Inappropriate Shocks from Life Vests Can Cause Psychological Distress and Rarely Physical Harm
Inappropriate shocks from a wearable cardioverter defibrillator (life vest) can cause significant psychological distress and in rare cases may induce ventricular arrhythmias, but do not typically cause direct cardiac damage.

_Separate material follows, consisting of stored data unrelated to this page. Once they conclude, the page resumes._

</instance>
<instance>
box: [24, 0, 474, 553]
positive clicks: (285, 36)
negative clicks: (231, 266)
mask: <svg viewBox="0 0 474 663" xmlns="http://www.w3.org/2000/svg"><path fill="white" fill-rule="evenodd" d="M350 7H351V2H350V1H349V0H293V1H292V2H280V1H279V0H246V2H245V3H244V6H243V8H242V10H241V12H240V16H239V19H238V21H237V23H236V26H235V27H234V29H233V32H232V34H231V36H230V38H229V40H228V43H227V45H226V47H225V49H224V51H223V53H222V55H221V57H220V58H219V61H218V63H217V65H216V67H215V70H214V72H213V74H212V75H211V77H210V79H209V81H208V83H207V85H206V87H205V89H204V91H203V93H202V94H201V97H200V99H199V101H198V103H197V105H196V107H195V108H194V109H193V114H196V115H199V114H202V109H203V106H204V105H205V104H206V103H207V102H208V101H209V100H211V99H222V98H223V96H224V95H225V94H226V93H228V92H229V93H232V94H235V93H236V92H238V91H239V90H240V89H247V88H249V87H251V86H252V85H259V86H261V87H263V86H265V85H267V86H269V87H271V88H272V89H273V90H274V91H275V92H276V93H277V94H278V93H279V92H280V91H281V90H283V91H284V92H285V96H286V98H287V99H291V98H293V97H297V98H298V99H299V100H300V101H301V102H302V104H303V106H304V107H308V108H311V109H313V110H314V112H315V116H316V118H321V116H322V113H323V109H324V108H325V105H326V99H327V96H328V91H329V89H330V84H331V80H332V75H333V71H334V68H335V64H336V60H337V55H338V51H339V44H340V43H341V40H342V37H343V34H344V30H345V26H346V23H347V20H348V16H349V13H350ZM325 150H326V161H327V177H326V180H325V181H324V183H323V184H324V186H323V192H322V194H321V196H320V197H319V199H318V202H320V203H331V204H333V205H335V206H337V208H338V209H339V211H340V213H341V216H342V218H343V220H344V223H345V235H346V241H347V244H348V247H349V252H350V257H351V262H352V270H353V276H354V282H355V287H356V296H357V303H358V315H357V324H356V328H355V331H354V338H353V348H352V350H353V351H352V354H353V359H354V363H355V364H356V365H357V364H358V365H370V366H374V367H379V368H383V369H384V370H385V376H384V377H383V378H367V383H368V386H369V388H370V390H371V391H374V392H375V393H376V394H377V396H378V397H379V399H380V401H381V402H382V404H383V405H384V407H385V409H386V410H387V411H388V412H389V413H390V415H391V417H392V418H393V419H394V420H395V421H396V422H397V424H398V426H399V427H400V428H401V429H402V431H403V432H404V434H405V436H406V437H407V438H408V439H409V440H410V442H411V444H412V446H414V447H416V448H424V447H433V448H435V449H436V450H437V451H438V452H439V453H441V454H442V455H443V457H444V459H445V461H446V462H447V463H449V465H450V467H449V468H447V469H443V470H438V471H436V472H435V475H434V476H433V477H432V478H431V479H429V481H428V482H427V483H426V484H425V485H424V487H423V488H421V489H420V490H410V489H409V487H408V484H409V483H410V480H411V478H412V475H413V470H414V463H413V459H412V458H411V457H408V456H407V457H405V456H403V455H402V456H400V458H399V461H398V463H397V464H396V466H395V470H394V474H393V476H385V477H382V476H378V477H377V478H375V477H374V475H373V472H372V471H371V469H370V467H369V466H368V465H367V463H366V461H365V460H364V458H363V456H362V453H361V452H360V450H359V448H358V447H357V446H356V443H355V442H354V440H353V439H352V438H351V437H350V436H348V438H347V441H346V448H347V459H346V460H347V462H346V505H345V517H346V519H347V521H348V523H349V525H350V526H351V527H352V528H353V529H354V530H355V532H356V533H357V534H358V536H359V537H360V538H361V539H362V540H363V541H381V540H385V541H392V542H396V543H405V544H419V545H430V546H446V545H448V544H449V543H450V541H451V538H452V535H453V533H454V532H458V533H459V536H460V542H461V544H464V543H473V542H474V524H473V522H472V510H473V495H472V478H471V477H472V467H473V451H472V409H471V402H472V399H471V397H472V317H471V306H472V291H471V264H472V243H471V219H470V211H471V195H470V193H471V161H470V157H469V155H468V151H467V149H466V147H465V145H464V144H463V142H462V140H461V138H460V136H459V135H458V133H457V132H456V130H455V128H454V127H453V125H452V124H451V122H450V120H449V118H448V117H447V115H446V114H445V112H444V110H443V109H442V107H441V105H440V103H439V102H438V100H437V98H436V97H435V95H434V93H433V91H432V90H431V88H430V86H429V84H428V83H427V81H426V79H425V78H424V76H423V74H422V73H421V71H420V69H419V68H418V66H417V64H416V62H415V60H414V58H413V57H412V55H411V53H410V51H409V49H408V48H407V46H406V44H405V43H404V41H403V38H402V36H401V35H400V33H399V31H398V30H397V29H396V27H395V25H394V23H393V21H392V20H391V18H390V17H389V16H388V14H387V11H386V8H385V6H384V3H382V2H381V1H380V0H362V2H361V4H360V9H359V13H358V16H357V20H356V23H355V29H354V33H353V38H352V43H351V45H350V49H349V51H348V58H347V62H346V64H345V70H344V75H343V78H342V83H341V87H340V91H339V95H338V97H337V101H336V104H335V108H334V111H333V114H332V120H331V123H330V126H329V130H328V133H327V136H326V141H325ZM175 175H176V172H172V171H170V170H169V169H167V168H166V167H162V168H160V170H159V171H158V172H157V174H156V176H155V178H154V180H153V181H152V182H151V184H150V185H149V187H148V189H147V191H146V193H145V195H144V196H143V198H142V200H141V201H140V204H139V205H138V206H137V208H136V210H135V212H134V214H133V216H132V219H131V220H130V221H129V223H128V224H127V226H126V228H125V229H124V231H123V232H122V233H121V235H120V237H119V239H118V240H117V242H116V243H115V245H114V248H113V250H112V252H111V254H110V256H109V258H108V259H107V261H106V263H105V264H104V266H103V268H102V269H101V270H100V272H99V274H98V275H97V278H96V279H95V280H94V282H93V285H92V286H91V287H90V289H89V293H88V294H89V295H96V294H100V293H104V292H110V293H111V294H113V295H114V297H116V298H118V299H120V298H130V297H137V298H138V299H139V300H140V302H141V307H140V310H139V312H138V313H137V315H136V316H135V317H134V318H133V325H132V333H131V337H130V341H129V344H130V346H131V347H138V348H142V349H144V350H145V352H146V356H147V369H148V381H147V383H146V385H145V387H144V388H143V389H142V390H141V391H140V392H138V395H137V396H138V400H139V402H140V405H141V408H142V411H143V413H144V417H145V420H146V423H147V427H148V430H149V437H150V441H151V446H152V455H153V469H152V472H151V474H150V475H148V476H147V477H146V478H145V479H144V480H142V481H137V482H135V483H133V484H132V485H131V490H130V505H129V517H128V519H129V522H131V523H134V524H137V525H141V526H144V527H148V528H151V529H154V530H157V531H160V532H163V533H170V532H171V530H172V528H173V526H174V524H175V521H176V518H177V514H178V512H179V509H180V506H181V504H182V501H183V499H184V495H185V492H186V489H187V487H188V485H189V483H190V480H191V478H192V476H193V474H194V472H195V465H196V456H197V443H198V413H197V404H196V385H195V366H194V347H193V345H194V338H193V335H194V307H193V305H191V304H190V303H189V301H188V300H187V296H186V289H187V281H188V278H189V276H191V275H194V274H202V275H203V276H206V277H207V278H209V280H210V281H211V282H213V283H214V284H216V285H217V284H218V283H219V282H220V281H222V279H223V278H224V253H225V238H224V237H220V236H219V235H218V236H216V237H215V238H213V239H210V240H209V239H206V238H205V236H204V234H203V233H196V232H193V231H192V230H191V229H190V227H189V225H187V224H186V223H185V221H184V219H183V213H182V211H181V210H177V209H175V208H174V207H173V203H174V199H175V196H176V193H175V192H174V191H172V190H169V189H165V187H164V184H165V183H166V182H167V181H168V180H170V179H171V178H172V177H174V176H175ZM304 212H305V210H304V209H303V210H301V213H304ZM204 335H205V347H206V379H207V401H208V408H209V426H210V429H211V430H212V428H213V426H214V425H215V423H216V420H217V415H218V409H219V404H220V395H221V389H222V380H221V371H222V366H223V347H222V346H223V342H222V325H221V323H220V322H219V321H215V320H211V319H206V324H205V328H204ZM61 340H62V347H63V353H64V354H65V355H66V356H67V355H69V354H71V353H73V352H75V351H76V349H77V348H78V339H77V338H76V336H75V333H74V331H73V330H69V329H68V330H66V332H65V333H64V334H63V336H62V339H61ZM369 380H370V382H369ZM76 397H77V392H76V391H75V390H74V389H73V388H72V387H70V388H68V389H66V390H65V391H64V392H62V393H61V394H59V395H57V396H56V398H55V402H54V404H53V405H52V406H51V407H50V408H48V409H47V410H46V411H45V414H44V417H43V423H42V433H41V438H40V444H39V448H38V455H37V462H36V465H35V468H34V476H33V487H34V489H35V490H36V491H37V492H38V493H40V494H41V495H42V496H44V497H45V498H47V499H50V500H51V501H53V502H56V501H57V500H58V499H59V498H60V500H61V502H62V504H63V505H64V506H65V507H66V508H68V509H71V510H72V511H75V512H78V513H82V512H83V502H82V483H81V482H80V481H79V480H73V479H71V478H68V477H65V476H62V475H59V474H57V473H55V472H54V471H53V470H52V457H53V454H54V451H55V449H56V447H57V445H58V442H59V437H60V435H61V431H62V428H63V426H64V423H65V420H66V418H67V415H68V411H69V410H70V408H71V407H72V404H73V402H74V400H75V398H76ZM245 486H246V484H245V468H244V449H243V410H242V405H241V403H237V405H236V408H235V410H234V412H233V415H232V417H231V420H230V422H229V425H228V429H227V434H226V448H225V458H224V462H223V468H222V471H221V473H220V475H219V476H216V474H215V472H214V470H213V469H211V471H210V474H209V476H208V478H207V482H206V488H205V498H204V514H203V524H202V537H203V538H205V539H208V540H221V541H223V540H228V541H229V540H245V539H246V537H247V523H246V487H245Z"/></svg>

Psychological Impact of Inappropriate Shocks
Inappropriate shocks from life vests can have substantial psychological consequences:
- Anxiety (8-63%) and depression (5-41%) are common in patients experiencing inappropriate shocks 1
- Post-traumatic stress disorder may develop, particularly in patients with pre-existing psychological distress 1
- Patients may develop anticipatory shock anxiety and device dependence 1
- Psychological distress can lead to decreased quality of life and social withdrawal 1
- Up to 17.3% of patients discontinue wearing their life vest after experiencing inappropriate shocks 2
Physical Consequences of Inappropriate Shocks
While direct cardiac damage is uncommon, inappropriate shocks can have other physical consequences:
- In rare cases (19 patients in one large study), inappropriate shocks can induce sustained ventricular tachycardia or ventricular fibrillation requiring subsequent appropriate shocks 2
- Physical injuries from falls have been reported in patients receiving inappropriate shocks (30 patients in the same study) 2
- Inappropriate shocks may lead to emergency room visits or hospitalizations 2
Causes of Inappropriate Shocks in Life Vests
Understanding the causes can help prevent inappropriate shocks:
- Tachycardias (48.9%): Including atrial fibrillation (32.2%), supraventricular tachycardia (13%), and non-sustained VT/VF (3.4%) 2
- Motion artifacts (32.7%): Particularly during activities like riding motorcycles, lawnmowers, or tractors 2
- Oversensing of low-level electrical signals (18.4%) 2
Incidence of Inappropriate Shocks
- The inappropriate shock rate for life vests is approximately 2-2.8% according to registry data 3
- In a meta-analysis of wearable cardioverter-defibrillator studies, the incidence of inappropriate therapy was 2 per 100 persons over 3 months 4
Management After an Inappropriate Shock
European and UK guidelines recommend:
- Identify and correct the cause of the inappropriate shock (e.g., programming issues, lead fracture, atrial fibrillation) 1
- Following correction, driving may resume after 1 month in the absence of further symptomatic therapy 1
- Assessment of psychological status and treatment of distress is recommended in patients with recurrent inappropriate shocks (Class I, Level C recommendation) 1
Prevention Strategies
To minimize the risk of inappropriate shocks:
- Proper patient education on correct device use is essential 5
- Patients should be instructed on proper use of response buttons to abort inappropriate shocks, as many patients (47.9%) do not use them or use them improperly (20.2%) 2
- Avoid activities known to trigger motion artifacts when possible 2
Clinical Implications
Healthcare providers should:
- Discuss quality-of-life issues before life vest prescription and during follow-up (Class I, Level C recommendation) 1
- Provide psychological support for patients experiencing inappropriate shocks 1
- Recognize that the psychological impact of inappropriate shocks may be more significant than any physical damage to the heart
- Consider that high levels of pre-implantation concerns may predispose patients to post-implant psychological problems 1
While inappropriate shocks from life vests can cause significant psychological distress and rarely induce arrhythmias, the benefits of potentially life-saving therapy in appropriate patients outweigh these risks. Improved device sensing, rhythm discrimination, and methods to abort inappropriate shocks are needed to enhance patient experience and adherence.